I have a Rails App that is hitting a fairly big database (several
million rows of data).
The app runs really well as I have enough ram on the servers to have
enough mongrels running and enough fully primed instances of postgres
up with several of the more commonly used tables up in RAM), but I hit
one performance brick wall that I am not sure how to get around.
If a user requests one of our larger queries (which can take up to 2-3
minutes to run), that mongrel is blocked as rails is chugging away
with postgres getting the resulting data set. I have tuned the query
(it now takes 2-3 minutes instead of 8-15) and have the correct
indices on the tables etc. I am sure I can do more here, but it is
diminishing on the speed returns.
The problem is not so much the response time to the user who is doing
the query as they know that this query will take time and this is
expected.
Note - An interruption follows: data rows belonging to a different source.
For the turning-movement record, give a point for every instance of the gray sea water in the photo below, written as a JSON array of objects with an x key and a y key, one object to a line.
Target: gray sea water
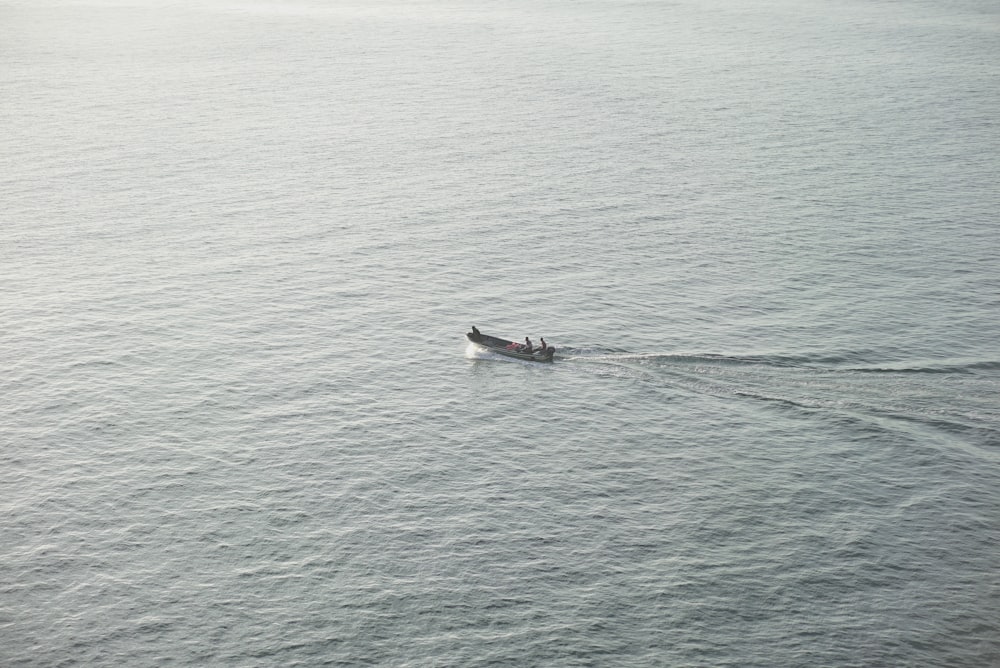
[{"x": 240, "y": 244}]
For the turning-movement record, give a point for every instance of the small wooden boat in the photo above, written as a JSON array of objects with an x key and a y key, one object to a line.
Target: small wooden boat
[{"x": 509, "y": 348}]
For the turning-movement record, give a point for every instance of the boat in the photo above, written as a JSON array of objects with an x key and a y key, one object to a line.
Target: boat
[{"x": 509, "y": 348}]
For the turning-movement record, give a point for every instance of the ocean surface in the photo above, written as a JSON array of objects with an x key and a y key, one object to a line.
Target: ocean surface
[{"x": 241, "y": 242}]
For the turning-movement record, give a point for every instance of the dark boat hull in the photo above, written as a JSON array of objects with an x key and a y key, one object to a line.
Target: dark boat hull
[{"x": 500, "y": 346}]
It is done via an AJAX call and they get some progress
information.
The problem is that the apache server then takes the next incoming
requests and sends them off to the mongrels in turn, it wraps around
all the mongrels and tries to serve again to this mongrel that is
doing the long query and so the second user gets blocked waiting for
the first query to finish.
One handling would be multi threaded rails app, but I am sure there is
a better option.
I tried setting the Apache balancer to max=1 but this didn't seem to solve it.
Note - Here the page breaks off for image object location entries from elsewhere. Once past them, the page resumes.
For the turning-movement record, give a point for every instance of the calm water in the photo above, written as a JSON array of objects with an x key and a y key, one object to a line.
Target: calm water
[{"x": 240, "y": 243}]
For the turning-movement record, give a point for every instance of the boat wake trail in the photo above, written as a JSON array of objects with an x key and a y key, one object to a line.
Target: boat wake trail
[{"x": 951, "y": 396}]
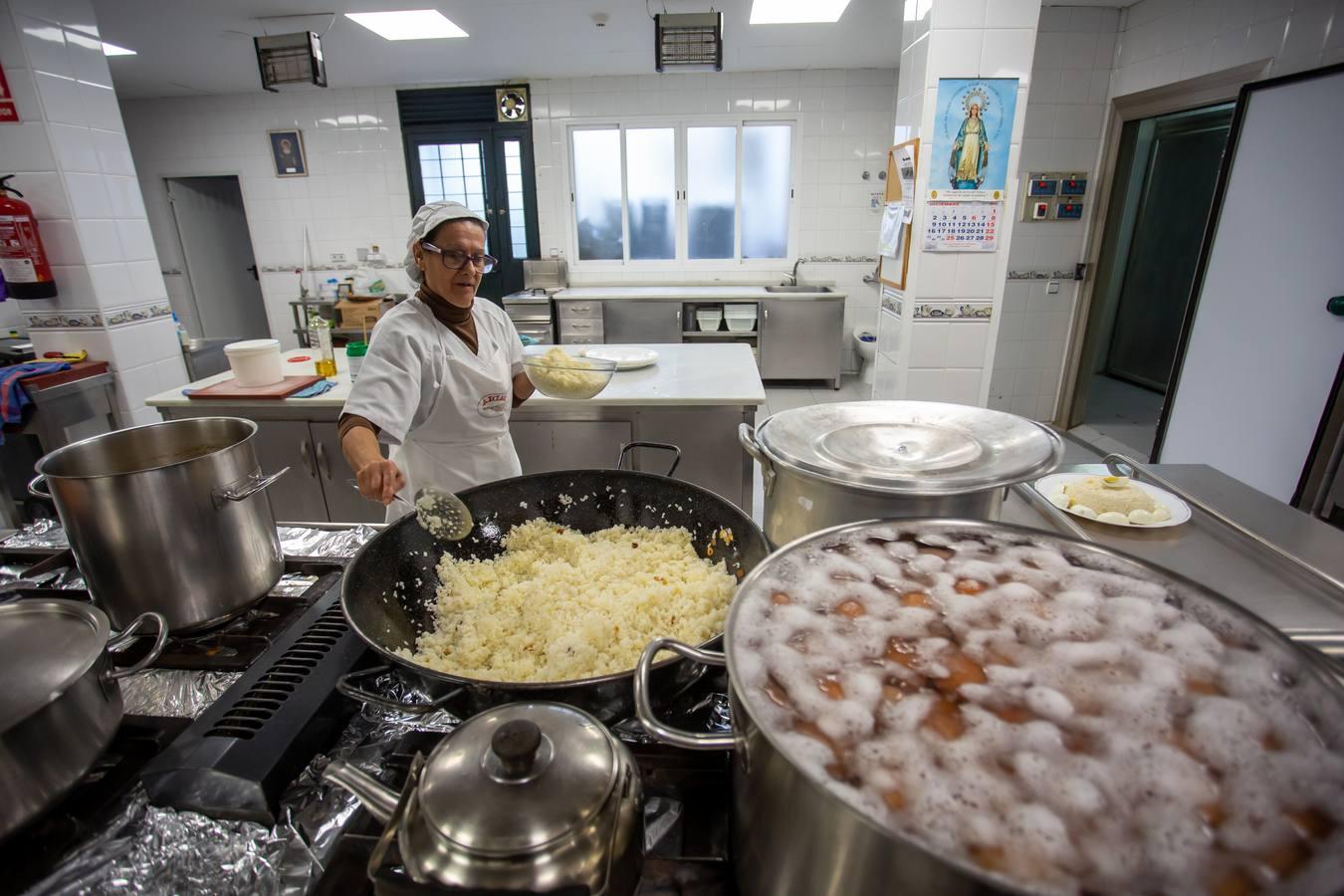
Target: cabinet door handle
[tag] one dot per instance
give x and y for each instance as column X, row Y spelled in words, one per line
column 322, row 460
column 307, row 458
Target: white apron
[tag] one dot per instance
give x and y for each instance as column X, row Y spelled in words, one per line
column 465, row 439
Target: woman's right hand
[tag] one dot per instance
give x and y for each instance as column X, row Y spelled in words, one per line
column 380, row 481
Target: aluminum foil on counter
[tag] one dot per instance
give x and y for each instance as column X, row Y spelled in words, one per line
column 306, row 542
column 164, row 852
column 43, row 534
column 180, row 693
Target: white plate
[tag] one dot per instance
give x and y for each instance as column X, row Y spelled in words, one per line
column 1179, row 510
column 626, row 358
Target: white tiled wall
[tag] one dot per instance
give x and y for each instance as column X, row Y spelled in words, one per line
column 1070, row 84
column 356, row 192
column 938, row 358
column 74, row 166
column 355, row 195
column 1168, row 41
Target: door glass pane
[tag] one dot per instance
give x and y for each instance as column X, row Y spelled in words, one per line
column 765, row 191
column 597, row 193
column 453, row 172
column 651, row 191
column 517, row 202
column 711, row 169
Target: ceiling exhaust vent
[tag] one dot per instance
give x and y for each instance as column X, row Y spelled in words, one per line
column 688, row 42
column 291, row 60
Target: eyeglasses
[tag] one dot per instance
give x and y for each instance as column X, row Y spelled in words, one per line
column 454, row 260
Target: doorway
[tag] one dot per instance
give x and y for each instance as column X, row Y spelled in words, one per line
column 223, row 297
column 490, row 169
column 1166, row 175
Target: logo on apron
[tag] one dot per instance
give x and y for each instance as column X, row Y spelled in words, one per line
column 492, row 404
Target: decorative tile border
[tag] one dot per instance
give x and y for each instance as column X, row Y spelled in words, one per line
column 953, row 311
column 138, row 314
column 1041, row 274
column 64, row 320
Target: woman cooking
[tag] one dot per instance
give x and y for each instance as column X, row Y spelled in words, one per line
column 441, row 375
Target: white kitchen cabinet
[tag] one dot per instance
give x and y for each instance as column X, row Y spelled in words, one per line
column 799, row 340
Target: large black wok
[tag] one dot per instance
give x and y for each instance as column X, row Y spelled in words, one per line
column 388, row 590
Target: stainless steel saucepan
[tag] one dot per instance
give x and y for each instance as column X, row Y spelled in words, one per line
column 794, row 835
column 168, row 518
column 61, row 703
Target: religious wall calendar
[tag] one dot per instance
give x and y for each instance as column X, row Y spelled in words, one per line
column 961, row 226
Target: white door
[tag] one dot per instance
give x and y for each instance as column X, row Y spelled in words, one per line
column 1262, row 348
column 221, row 268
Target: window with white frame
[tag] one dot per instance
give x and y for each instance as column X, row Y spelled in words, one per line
column 686, row 191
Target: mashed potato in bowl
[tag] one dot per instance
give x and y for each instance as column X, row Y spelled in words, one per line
column 560, row 375
column 560, row 604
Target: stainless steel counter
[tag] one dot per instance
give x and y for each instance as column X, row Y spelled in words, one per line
column 1217, row 557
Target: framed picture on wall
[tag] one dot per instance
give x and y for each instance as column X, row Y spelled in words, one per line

How is anyone else handling this? Running it in backgroundrb doesn't
seem to be an option because I am producing an interactive list, not a
static page / pdf or report.
So, how do I get apache to ignore this blocked mongrel and skip on to
the next one?
I have a Rails App that is hitting a fairly big database (several
million rows of data).
The app runs really well as I have enough ram on the servers to have
enough mongrels running and enough fully primed instances of postgres
up with several of the more commonly used tables up in RAM), but I hit
one performance brick wall that I am not sure how to get around.
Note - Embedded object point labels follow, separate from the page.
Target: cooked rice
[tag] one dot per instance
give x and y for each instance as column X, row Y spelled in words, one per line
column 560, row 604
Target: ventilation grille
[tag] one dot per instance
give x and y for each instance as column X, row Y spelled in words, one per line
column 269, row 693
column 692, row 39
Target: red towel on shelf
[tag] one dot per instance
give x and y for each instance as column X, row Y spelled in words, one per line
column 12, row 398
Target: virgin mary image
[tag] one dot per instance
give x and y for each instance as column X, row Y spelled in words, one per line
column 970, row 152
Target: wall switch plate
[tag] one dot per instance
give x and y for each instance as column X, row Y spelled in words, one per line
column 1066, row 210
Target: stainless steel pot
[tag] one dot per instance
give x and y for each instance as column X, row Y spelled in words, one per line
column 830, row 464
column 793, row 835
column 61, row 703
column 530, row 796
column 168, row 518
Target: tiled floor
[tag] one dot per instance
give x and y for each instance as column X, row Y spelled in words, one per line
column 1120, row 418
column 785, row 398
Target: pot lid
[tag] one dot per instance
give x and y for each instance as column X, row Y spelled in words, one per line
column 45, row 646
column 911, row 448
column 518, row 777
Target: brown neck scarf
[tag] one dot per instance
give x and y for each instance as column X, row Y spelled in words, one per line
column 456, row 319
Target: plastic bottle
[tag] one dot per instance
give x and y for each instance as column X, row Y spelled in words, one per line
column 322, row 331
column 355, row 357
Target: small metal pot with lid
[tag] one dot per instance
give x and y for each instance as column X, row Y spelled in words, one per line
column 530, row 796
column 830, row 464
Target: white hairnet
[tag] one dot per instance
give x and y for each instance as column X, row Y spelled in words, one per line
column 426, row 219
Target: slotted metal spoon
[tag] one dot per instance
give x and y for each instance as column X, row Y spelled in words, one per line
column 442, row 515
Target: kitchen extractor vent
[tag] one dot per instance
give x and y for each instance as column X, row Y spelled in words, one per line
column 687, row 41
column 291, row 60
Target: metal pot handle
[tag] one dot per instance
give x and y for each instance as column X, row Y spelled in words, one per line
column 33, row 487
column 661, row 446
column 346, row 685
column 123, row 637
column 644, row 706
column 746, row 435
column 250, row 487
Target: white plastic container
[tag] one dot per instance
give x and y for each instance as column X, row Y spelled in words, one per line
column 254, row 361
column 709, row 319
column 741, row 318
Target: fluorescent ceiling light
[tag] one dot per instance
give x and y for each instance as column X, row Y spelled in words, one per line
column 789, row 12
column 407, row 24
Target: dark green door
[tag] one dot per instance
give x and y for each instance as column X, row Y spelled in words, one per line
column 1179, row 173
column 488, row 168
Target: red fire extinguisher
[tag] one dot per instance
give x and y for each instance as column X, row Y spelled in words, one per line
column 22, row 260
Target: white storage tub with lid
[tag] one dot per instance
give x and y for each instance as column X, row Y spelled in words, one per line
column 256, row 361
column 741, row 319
If a user requests one of our larger queries (which can take up to 2-3
minutes to run), that mongrel is blocked as rails is chugging away
with postgres getting the resulting data set. I have tuned the query
(it now takes 2-3 minutes instead of 8-15) and have the correct
indices on the tables etc. I am sure I can do more here, but it is
diminishing on the speed returns.
The problem is not so much the response time to the user who is doing
the query as they know that this query will take time and this is
expected. It is done via an AJAX call and they get some progress
information.
The problem is that the apache server then takes the next incoming
requests and sends them off to the mongrels in turn, it wraps around
all the mongrels and tries to serve again to this mongrel that is
doing the long query and so the second user gets blocked waiting for
the first query to finish.
One handling would be multi threaded rails app, but I am sure there is
a better option.
I tried setting the Apache balancer to max=1 but this didn't seem to solve it.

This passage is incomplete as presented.